Find ways to manage stress. Don’t underestimate chronic stress as a contributor to heart disease. Speak with your doctor if you’re frequently overwhelmed, anxious, or are coping with stressful life events, such as moving, changing jobs, or going through a divorce.
Embrace a healthier lifestyle by eating healthy food and exercising regularly. Make sure to avoid foods high in saturated fat and salt. Doctors recommend 30 to 60 minutes of exercise on most days for a total of 2 hours and 30 minutes each week. Check with your doctor to make sure you can safely meet these guidelines, especially if you already have a heart condition.
Making these changes all at once might not be possible. Discuss with your healthcare provider which lifestyle changes will have the biggest impact. Even small steps toward these goals will help keep you at your healthiest.

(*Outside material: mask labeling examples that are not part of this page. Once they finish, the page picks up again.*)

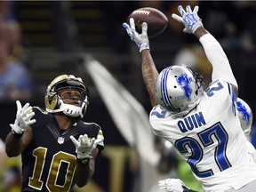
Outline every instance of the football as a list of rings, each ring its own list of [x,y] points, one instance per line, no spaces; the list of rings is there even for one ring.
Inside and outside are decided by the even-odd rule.
[[[159,10],[152,7],[143,7],[133,11],[127,18],[129,24],[130,18],[134,19],[136,31],[141,33],[142,23],[148,24],[148,36],[153,37],[163,33],[167,28],[169,21],[167,17]]]

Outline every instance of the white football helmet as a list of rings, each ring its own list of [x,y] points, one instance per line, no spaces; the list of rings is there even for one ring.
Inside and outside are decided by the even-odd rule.
[[[236,108],[242,129],[245,135],[251,132],[252,125],[252,112],[249,105],[241,98],[236,100]]]
[[[81,106],[64,103],[59,93],[67,90],[76,90],[81,93]],[[61,75],[54,78],[47,87],[44,104],[49,113],[63,112],[70,117],[83,118],[89,104],[89,90],[80,77]]]
[[[157,102],[175,116],[184,116],[194,108],[204,93],[203,76],[186,66],[170,66],[158,76]]]

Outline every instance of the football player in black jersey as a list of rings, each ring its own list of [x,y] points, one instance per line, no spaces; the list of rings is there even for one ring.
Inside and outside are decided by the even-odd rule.
[[[88,97],[81,78],[61,75],[47,88],[46,111],[16,101],[5,150],[10,157],[21,154],[23,192],[64,192],[88,183],[95,157],[104,148],[100,127],[82,121]]]

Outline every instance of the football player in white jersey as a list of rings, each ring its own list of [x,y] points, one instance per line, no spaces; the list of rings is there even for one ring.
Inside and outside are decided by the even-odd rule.
[[[153,132],[169,140],[189,164],[204,191],[252,192],[256,164],[247,152],[236,108],[236,80],[219,42],[204,28],[198,6],[179,6],[172,18],[194,34],[212,64],[212,83],[204,91],[203,76],[186,66],[170,66],[158,74],[149,51],[147,23],[142,32],[134,20],[124,23],[142,56],[142,76],[153,109]]]
[[[241,124],[241,127],[244,131],[245,136],[248,136],[252,126],[252,112],[250,106],[243,100],[241,98],[237,98],[236,100],[236,109],[238,111],[238,117]],[[247,140],[247,150],[250,153],[254,162],[256,162],[256,156],[255,156],[255,148],[253,145]],[[159,180],[158,186],[160,189],[168,192],[184,192],[189,191],[192,192],[193,190],[185,186],[182,180],[180,179],[166,179]]]

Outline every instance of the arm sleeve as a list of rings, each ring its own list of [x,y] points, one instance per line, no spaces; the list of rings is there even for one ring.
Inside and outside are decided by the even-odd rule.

Treatment for heart disease depends on the type of heart disease you have as well as how far it has advanced. Treatment falls into three main categories:
Lifestyle choices can help you prevent heart disease. They can also help you treat the condition and prevent it from getting worse. Your diet is one of the first areas you may seek to change. Likewise, getting regular exercise and quitting tobacco can help treat heart disease.
Medications may be necessary to treat certain types of heart disease. Your doctor can prescribe a medication that can either cure or control your heart disease. Medications may also be prescribed to slow or stop the risk for complications.
Surgery or a medical procedure may be necessary in some cases to treat the condition and prevent worsening symptoms.
Heart disease requires a lifetime of treatment and careful monitoring. Many of the symptoms of heart disease can be relieved with medications, procedures and lifestyle changes. When these methods fail, coronary intervention or bypass surgery might be used.
If you believe you may be experiencing symptoms of heart disease or if you have risk factors for heart disease, make an appointment to discuss with your doctor. Together, the two of you can weigh your risks, conduct a few screening tests and plan for staying healthy.